A group of Westminster College students claimed the top spot in a yearlong financial investment competition among various Western institutions.

Westminster's students were one of only three groups from 20 schools to post positive returns at the end of a volatile market year, gaining first place with a 10.87 percent earnings on their investments. They outperformed competitors, as well as the S&P 500 and the Dow Jones Industrial Average, which both reported downturns over the same period, beginning September 2007 and ending Aug. 31.

Ryan Hessenthaler, former director of Westminster's Center for Financial Analysis, called the result "even more impressive" when compared with national markets, which dealt with subprime meltdowns, credit crises, surging energy prices and geopolitical turmoil.

"If you try to force an investment philosophy, you set the team up for something to go wrong," Hessenthaler said, adding that he had little to do with the students' investment choices.

"We chose a strategy and stuck with it the whole way through," said Rebecca Javadi, a recently graduated international business student. She said the 13-member group talked about several strategies but settled on GARP (Growth At Reasonable Price).

Each stock was chosen with care, Javadi said, and after much research.

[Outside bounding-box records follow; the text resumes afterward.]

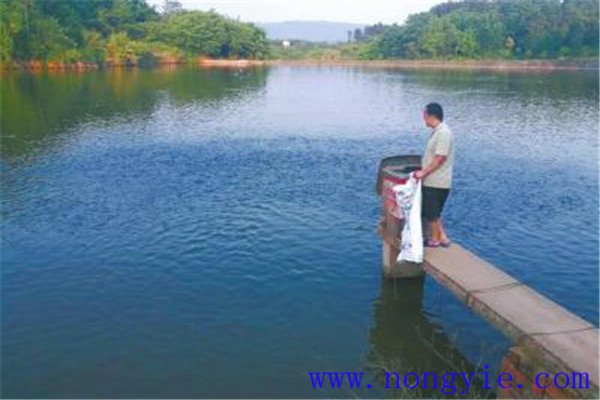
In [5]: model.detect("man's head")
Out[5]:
[423,103,444,128]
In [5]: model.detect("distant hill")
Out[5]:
[255,21,367,43]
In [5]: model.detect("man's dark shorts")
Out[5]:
[421,186,450,221]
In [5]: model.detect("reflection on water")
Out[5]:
[367,279,494,398]
[0,67,268,161]
[0,67,598,398]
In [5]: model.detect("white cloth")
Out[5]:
[394,172,423,263]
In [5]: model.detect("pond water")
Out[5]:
[0,66,599,398]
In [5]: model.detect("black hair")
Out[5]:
[425,103,444,121]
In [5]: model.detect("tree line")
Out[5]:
[0,0,599,65]
[349,0,599,59]
[0,0,269,64]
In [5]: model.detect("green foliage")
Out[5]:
[362,0,598,59]
[0,0,269,64]
[148,11,268,58]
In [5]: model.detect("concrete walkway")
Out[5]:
[423,243,600,390]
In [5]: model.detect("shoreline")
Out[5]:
[0,57,600,72]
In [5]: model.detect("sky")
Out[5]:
[147,0,444,24]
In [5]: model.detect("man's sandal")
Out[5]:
[440,239,452,247]
[425,239,440,247]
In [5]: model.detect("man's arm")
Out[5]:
[415,154,448,179]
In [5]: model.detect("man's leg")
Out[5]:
[438,218,450,243]
[430,219,442,242]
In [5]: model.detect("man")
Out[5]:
[415,103,454,247]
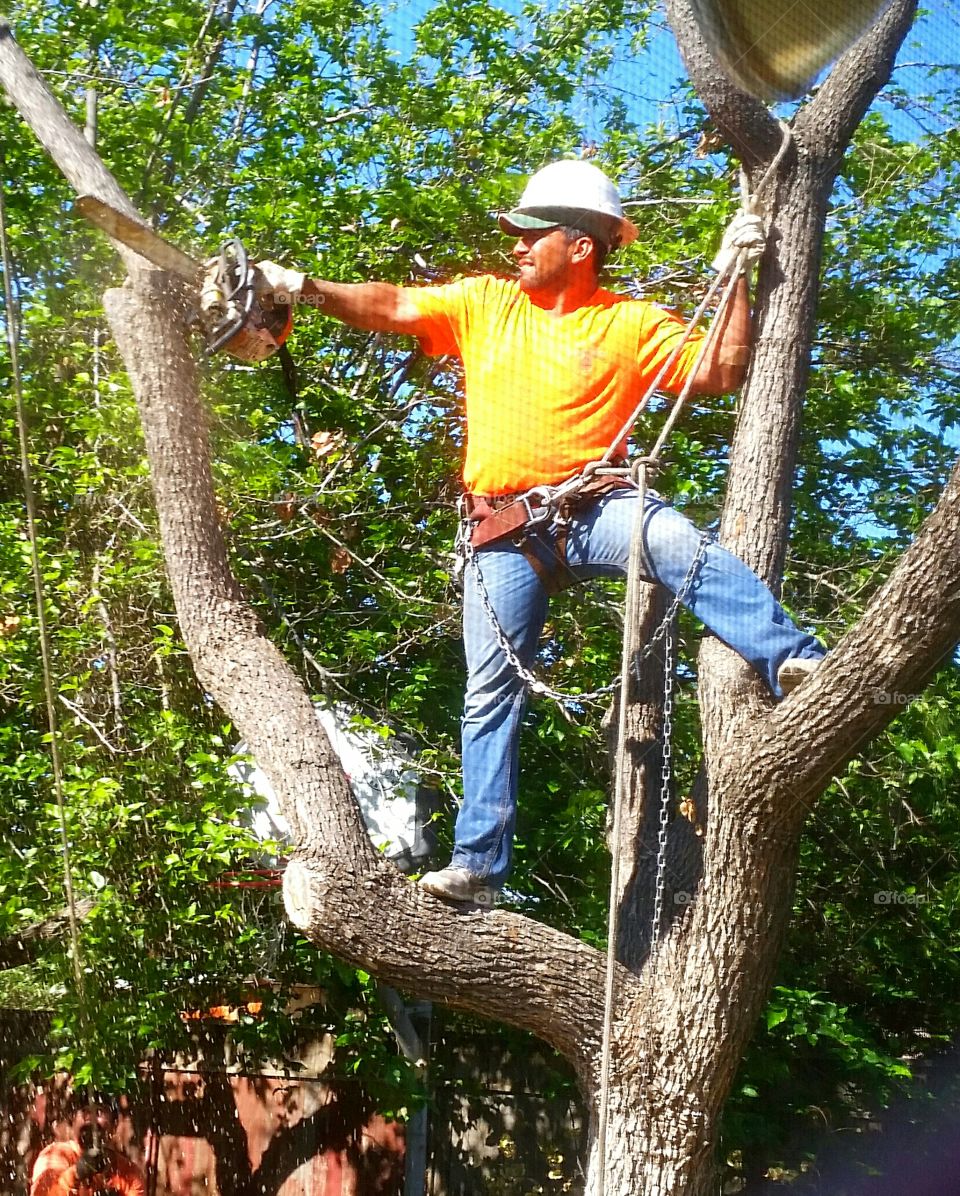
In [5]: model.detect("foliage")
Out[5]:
[0,0,960,1181]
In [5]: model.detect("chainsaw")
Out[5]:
[75,195,293,363]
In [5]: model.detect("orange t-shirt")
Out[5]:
[405,275,702,494]
[30,1141,146,1196]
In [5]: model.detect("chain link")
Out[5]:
[466,513,710,704]
[650,624,675,947]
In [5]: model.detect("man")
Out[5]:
[30,1092,146,1196]
[259,161,824,903]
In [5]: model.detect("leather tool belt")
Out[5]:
[463,477,634,548]
[461,463,635,594]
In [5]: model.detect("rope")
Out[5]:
[0,160,100,1151]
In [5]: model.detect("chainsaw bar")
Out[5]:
[74,195,203,285]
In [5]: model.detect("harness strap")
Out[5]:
[463,477,635,594]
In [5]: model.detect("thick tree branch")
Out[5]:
[666,0,781,167]
[795,0,917,168]
[0,897,94,971]
[0,21,634,1095]
[746,449,960,807]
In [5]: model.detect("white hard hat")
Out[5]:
[497,159,637,249]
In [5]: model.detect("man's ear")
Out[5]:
[570,237,594,262]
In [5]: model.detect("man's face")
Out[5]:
[512,228,580,294]
[72,1104,115,1148]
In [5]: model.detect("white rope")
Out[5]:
[0,161,100,1151]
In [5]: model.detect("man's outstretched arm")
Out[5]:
[257,262,421,336]
[693,275,752,395]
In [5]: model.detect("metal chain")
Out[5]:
[466,513,710,704]
[650,623,675,948]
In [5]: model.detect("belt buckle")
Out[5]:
[518,486,554,525]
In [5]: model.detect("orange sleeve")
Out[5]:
[405,277,483,358]
[106,1154,147,1196]
[637,303,703,395]
[30,1142,80,1196]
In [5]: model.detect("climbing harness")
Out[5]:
[0,166,100,1151]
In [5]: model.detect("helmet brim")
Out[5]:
[496,208,638,249]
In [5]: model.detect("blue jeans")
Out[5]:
[452,489,826,886]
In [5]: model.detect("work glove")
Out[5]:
[77,1146,110,1183]
[253,262,307,304]
[713,208,766,274]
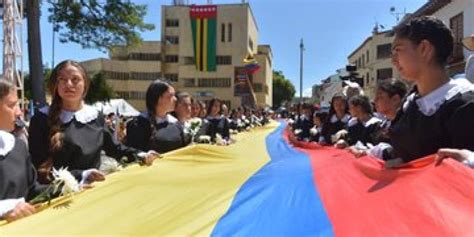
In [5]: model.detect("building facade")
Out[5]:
[405,0,474,75]
[348,27,400,99]
[83,3,272,111]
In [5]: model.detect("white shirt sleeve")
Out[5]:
[0,198,25,218]
[367,142,391,160]
[462,151,474,169]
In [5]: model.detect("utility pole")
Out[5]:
[300,38,304,103]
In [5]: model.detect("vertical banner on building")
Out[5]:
[190,5,217,72]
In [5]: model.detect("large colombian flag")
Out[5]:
[190,5,217,72]
[0,122,474,237]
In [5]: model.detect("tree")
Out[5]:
[23,66,53,100]
[85,73,115,104]
[26,0,154,104]
[273,71,296,108]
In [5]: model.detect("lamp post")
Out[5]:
[300,38,304,103]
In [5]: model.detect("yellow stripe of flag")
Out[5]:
[196,18,201,70]
[202,19,208,72]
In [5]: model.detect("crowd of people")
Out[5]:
[0,60,270,221]
[290,17,474,167]
[0,17,474,224]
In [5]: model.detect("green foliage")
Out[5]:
[273,71,296,108]
[48,0,155,51]
[84,73,115,104]
[23,68,52,99]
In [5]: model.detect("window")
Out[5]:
[221,23,225,42]
[104,71,130,80]
[194,91,214,97]
[377,68,392,80]
[253,83,263,93]
[198,78,230,87]
[183,57,196,65]
[182,78,196,87]
[165,35,179,44]
[165,73,178,82]
[165,55,178,63]
[129,91,146,100]
[165,19,179,27]
[377,44,392,59]
[216,55,232,65]
[130,72,161,81]
[128,53,161,61]
[227,23,232,42]
[449,12,464,62]
[115,91,129,100]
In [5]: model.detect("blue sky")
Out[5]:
[9,0,427,95]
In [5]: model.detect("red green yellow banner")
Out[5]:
[190,5,217,72]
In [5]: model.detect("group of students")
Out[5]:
[0,60,269,221]
[293,16,474,167]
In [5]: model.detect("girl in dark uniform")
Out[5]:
[321,93,351,145]
[0,80,44,221]
[336,95,382,148]
[202,98,230,142]
[126,80,189,153]
[389,17,474,162]
[350,79,407,157]
[29,60,155,183]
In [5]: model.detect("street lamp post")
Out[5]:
[300,38,304,103]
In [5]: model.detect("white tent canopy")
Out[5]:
[92,99,140,117]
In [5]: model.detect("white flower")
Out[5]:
[184,118,202,136]
[99,155,122,174]
[309,127,319,136]
[51,168,81,195]
[331,129,348,143]
[198,135,211,143]
[216,133,227,145]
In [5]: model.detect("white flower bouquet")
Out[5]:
[30,168,81,204]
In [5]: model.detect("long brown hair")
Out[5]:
[38,60,90,183]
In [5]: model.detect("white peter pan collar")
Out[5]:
[0,130,15,156]
[206,115,222,120]
[331,114,351,123]
[347,116,382,127]
[403,78,474,116]
[140,112,178,124]
[40,104,99,124]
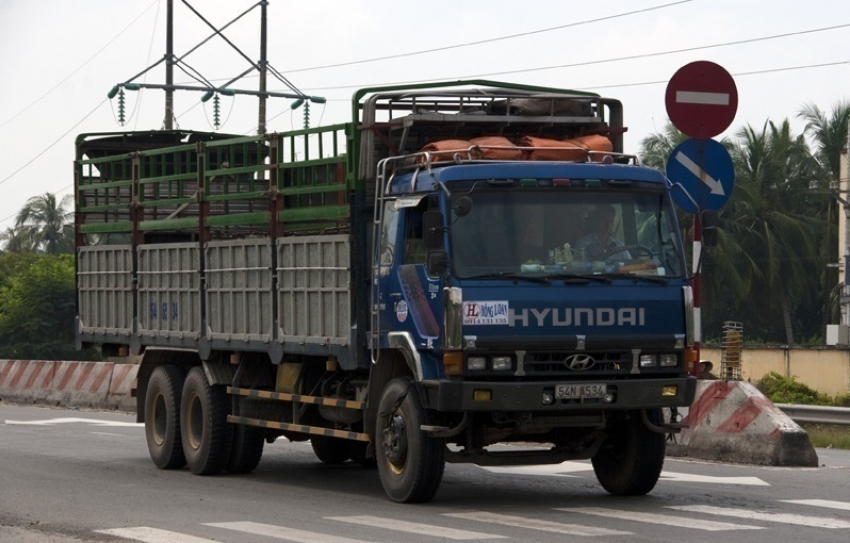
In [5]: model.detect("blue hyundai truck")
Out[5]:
[75,81,696,502]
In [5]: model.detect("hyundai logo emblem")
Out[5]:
[564,354,596,371]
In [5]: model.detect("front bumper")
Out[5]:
[422,377,697,413]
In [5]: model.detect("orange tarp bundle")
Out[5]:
[420,140,479,162]
[517,134,614,162]
[469,136,522,160]
[419,134,614,162]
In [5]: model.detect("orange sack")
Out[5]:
[517,134,613,162]
[419,140,479,162]
[469,136,522,160]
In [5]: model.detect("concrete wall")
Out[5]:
[700,347,850,396]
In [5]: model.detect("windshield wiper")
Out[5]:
[605,273,670,285]
[460,272,552,285]
[546,273,611,284]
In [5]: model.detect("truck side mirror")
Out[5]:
[699,210,718,247]
[422,211,446,251]
[425,249,449,277]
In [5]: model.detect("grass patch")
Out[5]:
[800,424,850,449]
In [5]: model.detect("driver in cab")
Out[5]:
[575,205,632,262]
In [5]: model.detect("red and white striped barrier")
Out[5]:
[0,360,138,411]
[671,381,818,467]
[0,360,54,402]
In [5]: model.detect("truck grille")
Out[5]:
[523,351,632,379]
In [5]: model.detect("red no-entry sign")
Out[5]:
[665,60,738,139]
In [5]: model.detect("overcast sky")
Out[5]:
[0,0,850,231]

"We would sometimes become so passionate about a company we'd researched that we wouldn't want to back down on it," she said, adding that at one time, the group could have seen a 30 percent downturn had they gone with a company to which they were emotionally attached.

Research, along with very little influence and only guidance from Hessenthaler, put the group's stock portfolio at 25 percent above the market price at one point in the contest.

Local investment firm D.A. Davidson, which created the annual Student Investment Program to give senior-level business students hands-on education in investing and portfolio management, will split the profits with schools that return 5 percent or more. The program provides participating colleges and universities with $50,000 to invest in the markets over the course of the year.

"It was so interactive using real money," Javadi said, adding that the experience taught her how to develop an opinion on the changing market. "We were actually using our knowledge of the market to develop a strategy. It was as close to a real scenario that we could get given the short time frame that we had to do it in."

Eastern Washington University and Gonzaga University are the other schools reporting positive outcomes.

Other Utah schools to place in the competition — all with negative returns — were the University of Utah, sixth place, Brigham Young University, 13th place, and Utah State University, 15th place.

In the upcoming year, participating schools have the option to keep the previous group's stocks or reset the entire portfolio and start anew with $50,000.

"Paper portfolios are great," Hessenthaler said. "You can learn a lot from them. But when there's real money on the line, everything changes."